Ask HN: What is your favorite company swag? - seanbae
Fidget cubes? Pajama pants? You name it!
======
sloaken
Notebooks and notbook covers / holders. If it looks nice (aka not cheap) I
will use it a lot. If it is refillable and looks good I will use it forever
... or until I get a nicer one.

I also enjoy Pens which provide entertainment. I have a Pen from CDW which as
you turn it, part of the logo goes the way you are turning the pen,m and some
of it goes the opposite direction. When in a boring meeting I liek to play
with it. Because of this valuable BONUS function I take it with me often.

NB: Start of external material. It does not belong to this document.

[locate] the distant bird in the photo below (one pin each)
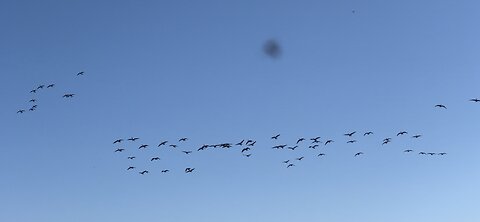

If you have real money to spend, I would spend it on CONTIGO coffee and water
bottles. In particular the ones that only take a finger to operate. Everyone
will use it and brag about it.

If your customers are beer drinkers. I know a cool bottle opener which will
impress also.

------
ngngngng
I like backpacks, don't have to worry about sizing, and they actually get
used.

------
jxub
Bloomberg magnets to form nerdy/funny sentences with on the fridge :)

------
thisone
socks

------
JohnAtLocalFund
Beer. (PortEngine Porter)

My company gives out a delicious bottle of beer, and people LOVE it. We're
memorable, and I guarantee, people remember the experience. Best part, we get
follow up conversations, which is the whole point.